Agricultural practices and landscape management approaches need to be adaptive and focus on moving food system operations towards ‘safe spaces’. Such spaces exist where food security and livelihoods are sustained without crossing critical environmental or social limits and the system is resilient to climatic changes. Adaptive management to facilitate the move towards ‘safe spaces’ requires targeted scientific research and integrated, holistic understanding of landscape and food system processes to inform investments in climate-resilient agriculture and deliver appropriate policy and governance structures. Climate-smart practices represent approaches which foster the holistic, adaptive management practices required to shift tea plantation landscapes onto a pathway towards operating in ‘safe spaces’. Such practices and management approaches aim to simultaneously ensure sustainable increases in productivity and income, enhance agro-ecosystem resilience to climatic change and mitigate agriculture’s contribution to climate change.
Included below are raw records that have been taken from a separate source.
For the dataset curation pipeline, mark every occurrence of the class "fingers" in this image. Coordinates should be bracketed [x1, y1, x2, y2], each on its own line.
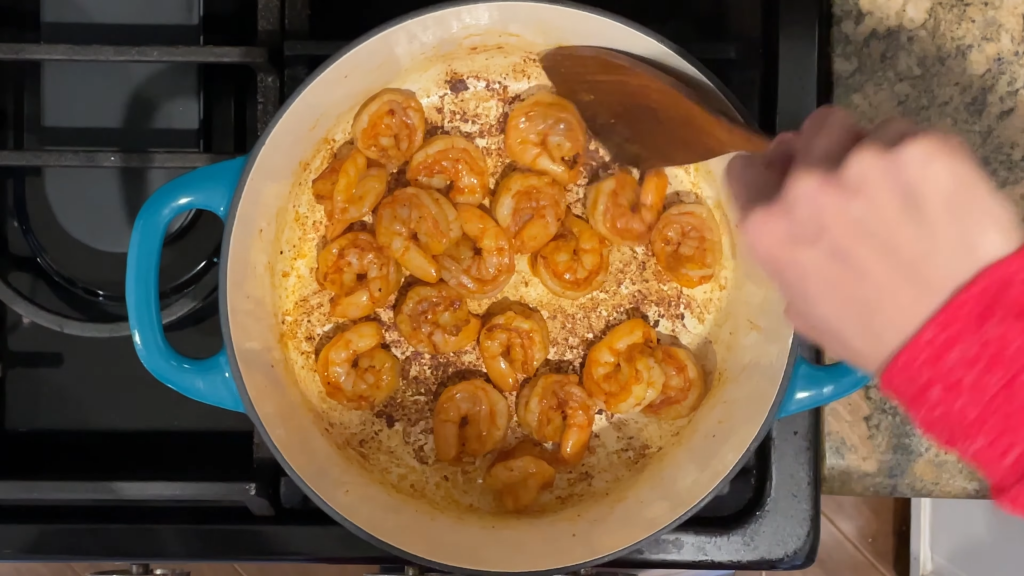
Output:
[794, 108, 918, 169]
[865, 117, 920, 148]
[726, 108, 920, 224]
[892, 132, 986, 188]
[725, 154, 769, 217]
[766, 131, 798, 171]
[836, 118, 920, 201]
[739, 170, 836, 276]
[779, 170, 835, 243]
[892, 133, 1023, 262]
[726, 132, 797, 218]
[794, 106, 866, 170]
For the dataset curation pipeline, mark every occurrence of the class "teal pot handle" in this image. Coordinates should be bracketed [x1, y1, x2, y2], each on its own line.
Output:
[777, 355, 871, 417]
[125, 157, 247, 413]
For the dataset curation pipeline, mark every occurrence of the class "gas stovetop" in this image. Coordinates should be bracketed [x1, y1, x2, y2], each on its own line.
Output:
[0, 0, 825, 571]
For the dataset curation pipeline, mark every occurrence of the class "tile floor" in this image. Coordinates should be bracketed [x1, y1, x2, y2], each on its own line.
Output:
[739, 496, 910, 576]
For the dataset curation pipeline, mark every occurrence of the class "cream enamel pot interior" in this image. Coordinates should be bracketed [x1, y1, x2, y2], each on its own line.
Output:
[125, 2, 870, 573]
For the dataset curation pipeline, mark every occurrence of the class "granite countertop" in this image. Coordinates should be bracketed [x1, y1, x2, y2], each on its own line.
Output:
[824, 0, 1024, 498]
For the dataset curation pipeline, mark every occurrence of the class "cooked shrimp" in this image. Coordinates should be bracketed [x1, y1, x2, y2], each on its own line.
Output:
[406, 135, 489, 205]
[395, 282, 481, 354]
[645, 345, 707, 419]
[650, 202, 723, 288]
[586, 169, 668, 246]
[312, 147, 388, 240]
[505, 91, 588, 185]
[435, 205, 515, 299]
[316, 322, 401, 409]
[316, 232, 402, 320]
[582, 318, 665, 414]
[517, 373, 597, 465]
[485, 442, 557, 512]
[529, 215, 610, 299]
[479, 301, 550, 393]
[492, 171, 567, 254]
[433, 379, 510, 462]
[352, 88, 426, 170]
[375, 187, 462, 283]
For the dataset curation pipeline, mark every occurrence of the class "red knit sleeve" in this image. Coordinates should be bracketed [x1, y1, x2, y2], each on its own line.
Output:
[881, 245, 1024, 514]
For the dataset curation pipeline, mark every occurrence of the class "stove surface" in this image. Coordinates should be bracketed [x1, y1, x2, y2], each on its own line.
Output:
[0, 0, 826, 571]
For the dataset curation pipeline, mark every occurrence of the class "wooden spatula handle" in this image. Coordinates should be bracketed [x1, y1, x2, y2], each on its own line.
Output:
[669, 91, 770, 155]
[713, 115, 770, 153]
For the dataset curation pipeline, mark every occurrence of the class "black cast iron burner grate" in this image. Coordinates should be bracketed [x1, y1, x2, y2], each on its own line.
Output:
[0, 42, 277, 167]
[0, 0, 279, 336]
[0, 0, 825, 571]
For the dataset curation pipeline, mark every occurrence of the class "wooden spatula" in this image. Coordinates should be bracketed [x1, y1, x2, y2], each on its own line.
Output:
[540, 46, 769, 171]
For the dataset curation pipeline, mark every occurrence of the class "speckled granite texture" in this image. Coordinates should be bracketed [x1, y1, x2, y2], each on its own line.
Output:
[825, 0, 1024, 498]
Climate-smart agriculture is central to development plans of several high-level international bodies (e.g. UN FAO, UN IFAD, World Bank) and was touted as the sustainable and food secure pathway in recent discussions at Rio+20 UN Conference on Sustainable Development, the first and second Global Conferences on Agriculture, Food Security and Climate Change, and at the Agriculture, Landscapes and Livelihoods Day at COP18. Climate-smart management is applicable to multiple scales of governance hierarchy within a landscape and climate-smart approaches can be implemented across a range of spatial scales and tailored to address location-specific factors.
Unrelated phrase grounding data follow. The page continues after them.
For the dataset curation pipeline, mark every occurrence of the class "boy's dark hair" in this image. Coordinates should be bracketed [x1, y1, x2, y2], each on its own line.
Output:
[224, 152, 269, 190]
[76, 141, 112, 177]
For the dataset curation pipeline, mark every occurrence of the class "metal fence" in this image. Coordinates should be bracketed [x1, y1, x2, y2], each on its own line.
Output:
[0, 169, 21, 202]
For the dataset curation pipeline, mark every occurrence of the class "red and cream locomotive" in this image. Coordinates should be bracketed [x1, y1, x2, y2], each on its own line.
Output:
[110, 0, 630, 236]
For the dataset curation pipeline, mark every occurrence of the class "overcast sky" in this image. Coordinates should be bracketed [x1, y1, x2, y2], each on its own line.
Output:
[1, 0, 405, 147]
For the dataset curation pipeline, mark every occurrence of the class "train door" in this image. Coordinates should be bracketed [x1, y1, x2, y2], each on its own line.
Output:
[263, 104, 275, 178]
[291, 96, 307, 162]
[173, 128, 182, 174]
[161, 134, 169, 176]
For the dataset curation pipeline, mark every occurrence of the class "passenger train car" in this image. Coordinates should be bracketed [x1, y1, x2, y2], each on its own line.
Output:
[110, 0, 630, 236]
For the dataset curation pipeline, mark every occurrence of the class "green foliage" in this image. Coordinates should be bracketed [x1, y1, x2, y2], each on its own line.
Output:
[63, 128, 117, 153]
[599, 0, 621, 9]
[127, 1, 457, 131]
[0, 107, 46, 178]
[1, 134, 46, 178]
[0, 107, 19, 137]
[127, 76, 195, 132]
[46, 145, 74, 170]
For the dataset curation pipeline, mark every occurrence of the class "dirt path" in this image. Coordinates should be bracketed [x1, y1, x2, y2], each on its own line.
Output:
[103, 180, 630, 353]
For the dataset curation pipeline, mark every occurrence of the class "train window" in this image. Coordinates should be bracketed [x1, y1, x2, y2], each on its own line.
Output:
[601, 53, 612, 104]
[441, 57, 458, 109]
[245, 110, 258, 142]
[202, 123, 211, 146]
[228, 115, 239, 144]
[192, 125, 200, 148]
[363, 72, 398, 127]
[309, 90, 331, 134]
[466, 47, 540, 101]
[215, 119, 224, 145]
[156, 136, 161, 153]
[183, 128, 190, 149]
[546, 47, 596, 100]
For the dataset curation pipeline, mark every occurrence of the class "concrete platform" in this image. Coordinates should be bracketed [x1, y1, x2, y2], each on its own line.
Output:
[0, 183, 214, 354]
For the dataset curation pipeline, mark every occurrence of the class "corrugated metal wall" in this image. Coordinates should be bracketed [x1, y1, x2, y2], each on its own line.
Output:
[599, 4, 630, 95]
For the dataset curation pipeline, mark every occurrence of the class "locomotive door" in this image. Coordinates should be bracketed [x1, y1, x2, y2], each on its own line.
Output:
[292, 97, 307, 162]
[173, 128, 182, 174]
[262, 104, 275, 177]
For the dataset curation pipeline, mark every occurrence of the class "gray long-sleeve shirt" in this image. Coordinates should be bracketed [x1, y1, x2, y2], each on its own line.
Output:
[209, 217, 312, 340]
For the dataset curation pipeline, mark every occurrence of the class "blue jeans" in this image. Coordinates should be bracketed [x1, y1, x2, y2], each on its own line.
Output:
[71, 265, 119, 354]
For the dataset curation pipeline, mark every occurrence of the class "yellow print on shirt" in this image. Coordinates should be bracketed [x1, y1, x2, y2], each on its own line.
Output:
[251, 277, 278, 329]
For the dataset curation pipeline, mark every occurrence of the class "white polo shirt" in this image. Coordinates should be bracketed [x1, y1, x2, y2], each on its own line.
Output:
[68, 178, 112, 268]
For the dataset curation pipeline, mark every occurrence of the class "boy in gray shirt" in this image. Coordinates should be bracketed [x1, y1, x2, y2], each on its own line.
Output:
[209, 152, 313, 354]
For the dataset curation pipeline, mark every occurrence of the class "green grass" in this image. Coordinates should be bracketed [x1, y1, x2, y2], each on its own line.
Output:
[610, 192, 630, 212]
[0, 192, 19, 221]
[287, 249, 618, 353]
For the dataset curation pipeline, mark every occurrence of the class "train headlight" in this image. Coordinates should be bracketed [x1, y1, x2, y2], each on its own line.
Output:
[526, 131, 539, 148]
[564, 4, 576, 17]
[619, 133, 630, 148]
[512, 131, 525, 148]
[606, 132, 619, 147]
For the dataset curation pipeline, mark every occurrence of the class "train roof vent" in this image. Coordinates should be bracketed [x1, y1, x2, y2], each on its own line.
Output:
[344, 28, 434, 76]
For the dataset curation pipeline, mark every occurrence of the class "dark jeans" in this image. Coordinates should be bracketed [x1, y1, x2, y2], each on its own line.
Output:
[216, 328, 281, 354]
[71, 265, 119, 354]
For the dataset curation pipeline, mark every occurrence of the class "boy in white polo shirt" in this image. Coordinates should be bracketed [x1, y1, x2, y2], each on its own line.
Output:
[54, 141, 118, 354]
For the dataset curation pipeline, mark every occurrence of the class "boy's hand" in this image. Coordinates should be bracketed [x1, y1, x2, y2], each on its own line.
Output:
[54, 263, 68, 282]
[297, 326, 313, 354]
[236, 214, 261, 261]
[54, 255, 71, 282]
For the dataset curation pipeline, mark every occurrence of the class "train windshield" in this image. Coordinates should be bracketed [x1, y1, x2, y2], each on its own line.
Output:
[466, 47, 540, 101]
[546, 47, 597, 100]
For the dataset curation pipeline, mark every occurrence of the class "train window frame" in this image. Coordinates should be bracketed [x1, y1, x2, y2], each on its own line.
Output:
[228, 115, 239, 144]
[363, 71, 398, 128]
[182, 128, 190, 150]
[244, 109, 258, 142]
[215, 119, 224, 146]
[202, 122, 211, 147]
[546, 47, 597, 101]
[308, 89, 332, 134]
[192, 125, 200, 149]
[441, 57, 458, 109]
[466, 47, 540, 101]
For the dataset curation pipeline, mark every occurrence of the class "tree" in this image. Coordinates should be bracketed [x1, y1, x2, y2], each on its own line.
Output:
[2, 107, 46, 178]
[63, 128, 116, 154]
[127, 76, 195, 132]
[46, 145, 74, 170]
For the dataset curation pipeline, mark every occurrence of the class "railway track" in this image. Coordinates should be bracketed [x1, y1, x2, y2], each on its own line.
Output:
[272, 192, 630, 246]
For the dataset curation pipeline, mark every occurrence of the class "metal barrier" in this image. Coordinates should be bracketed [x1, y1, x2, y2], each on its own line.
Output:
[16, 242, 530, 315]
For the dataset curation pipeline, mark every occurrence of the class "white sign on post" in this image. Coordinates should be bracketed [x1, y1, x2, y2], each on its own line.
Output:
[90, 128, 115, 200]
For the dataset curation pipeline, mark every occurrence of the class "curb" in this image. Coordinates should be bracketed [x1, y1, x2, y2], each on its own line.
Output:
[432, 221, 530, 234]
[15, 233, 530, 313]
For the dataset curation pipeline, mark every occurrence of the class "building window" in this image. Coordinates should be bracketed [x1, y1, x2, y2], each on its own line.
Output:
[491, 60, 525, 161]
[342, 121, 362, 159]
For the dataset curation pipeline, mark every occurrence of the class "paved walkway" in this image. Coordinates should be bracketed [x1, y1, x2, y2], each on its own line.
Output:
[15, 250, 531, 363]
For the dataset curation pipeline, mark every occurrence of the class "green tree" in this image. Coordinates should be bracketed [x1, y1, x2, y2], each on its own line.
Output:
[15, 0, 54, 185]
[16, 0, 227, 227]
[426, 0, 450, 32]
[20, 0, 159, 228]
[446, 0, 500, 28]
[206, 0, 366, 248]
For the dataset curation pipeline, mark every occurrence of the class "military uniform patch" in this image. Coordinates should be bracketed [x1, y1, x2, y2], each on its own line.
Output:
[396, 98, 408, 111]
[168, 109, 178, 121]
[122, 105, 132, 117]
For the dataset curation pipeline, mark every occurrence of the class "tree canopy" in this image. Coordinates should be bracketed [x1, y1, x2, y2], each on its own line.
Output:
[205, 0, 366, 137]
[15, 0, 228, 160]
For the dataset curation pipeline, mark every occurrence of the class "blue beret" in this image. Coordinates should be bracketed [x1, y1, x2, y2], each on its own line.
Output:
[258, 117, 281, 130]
Climate-smartening the tea plantation landscapes would deliver multiple simultaneous benefits to livelihoods and the environment whilst developing resilience to uncertain and negative climate change impacts Given the paucity of data at the landscape scale and the limited understanding of climate-tea production-environment-human interactions it is currently difficult to optimise the implementation of climate-smart approaches. This research aims to provide evidence to help close this research gap.